President Robert Mugabe has been fighting to return the farmlands of Zimbabwe back to its native people for 23 years. This year, however, his campaign has taken a more aggressive turn. In September, he began evicting and arresting the minority white farmers who, because of colonialism, own the lion's share of Zimbabwe's most fertile land. Until the 1980s, the British government granted large tracts of land to white Rhodesians--Zimbabwe was formerly Rhodesia under colonial rule--that was still occupied by the Shona and Ndebele people. To stake their claim to the land, settlers fought and eventually pushed the Shona and Ndebele onto small barren tracts called tribal trust lands. Today, after two decades of independence, the landscape remains very much the same, with the exception of a few black- and colored-owned farms that now exist.

In 1997, fashion photographer Jackie Nickerson found herself on a farm in Zimbabwe.

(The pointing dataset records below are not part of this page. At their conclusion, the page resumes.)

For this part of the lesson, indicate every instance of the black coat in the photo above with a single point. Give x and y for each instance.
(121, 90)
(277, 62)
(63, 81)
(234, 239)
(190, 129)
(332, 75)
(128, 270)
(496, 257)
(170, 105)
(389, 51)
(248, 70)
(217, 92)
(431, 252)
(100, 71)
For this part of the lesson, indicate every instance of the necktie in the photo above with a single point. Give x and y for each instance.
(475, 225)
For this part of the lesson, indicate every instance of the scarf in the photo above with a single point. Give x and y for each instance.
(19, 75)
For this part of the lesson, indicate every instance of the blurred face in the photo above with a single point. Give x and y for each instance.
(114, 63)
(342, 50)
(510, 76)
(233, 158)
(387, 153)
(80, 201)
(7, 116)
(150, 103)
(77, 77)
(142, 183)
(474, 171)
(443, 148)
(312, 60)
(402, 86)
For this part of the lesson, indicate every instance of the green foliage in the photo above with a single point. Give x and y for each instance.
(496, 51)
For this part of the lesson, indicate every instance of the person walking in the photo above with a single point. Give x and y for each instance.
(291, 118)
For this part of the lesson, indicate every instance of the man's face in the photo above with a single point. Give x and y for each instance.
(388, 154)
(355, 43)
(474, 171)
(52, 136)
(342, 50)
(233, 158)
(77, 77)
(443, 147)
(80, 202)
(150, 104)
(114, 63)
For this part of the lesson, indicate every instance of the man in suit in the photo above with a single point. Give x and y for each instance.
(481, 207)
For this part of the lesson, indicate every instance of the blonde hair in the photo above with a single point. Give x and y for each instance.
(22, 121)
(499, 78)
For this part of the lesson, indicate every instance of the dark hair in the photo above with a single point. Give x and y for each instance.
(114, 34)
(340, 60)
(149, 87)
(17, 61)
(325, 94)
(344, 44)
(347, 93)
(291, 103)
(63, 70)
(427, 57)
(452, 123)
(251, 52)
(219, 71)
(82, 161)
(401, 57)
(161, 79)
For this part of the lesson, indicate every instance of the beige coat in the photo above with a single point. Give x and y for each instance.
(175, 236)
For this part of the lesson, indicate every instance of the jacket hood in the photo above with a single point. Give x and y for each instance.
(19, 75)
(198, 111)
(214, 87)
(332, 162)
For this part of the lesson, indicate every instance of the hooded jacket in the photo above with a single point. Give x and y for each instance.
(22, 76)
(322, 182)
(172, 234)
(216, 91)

She rose early to watch the farm workers begin their days planting and harvesting maize, tea and other cash crops. Their "pride and strength," toiling beneath the African sun, inspired her.

Farm, Nickerson's 141-page photo essay, documents the Zimbabwean farmers and other migrant laborers in Malawi, Mozambique and South Africa that she encountered during her two-and-a-half year stay in southern Africa. Zimbabwe's farmland issue has long been a large part of that nation's agenda, especially as war veterans who fought for independence from Britain grew more impatient waiting for white occupied farms to be divided among black Zimbabweans. Curiously, Nickerson makes no mention of this troubling bit of history.

How does one create a photo essay about farmers in Zimbabwe, who work the land to make a living, and not mention the social and political context? This omission is comparable to Walker Evans' or Dorothea Lange's 1930s photographs of Southern sharecroppers or migrant workers that fails to mention the Depression. Nickerson's muted techni-color images of laborers and their environments share a visual language with the Depression-era Farm Security Administration's (FSA) photographs taken by Evans, Lange and Gordon Parks, among others. There are fields, lots of dusty feet, and plenty of bodies draped in patchwork rags. Burlap bags and plastic transformed into skirts and curtains are also everpresent. That, however, is the extent of the similarities.

While the FSA photographers documented the American farmers and migrant workers living in similarly squalid conditions, they managed to present something about their subjects that transcended their physical environments.

Nickerson seems only to see with the eyes of a fashion photographer, most interested in the material trappings. Some of the subjects look posed, ready for a photo spread in Elle or Vogue.

Through her lens, the identities of the subjects are concealed within bodies dressed in ragged, makeshift clothing and the photographer's superficial point of view. In a few of the photographs, Nickerson employs the techniques of 19th-century pseudo-scientists and criminologists who presented their subjects as "specimens" using frontal, profile and back shots.

The original visual language in these portraits that editor Mark Holborn writes about in his note seems nothing more than rehashed 19th-century "Orientalism" combined with 21st-century Madison Avenue fashion photography--more fetish and the photographer's fantasy than about the people represented.

--Regina Woods is an associate editor at BIBIR.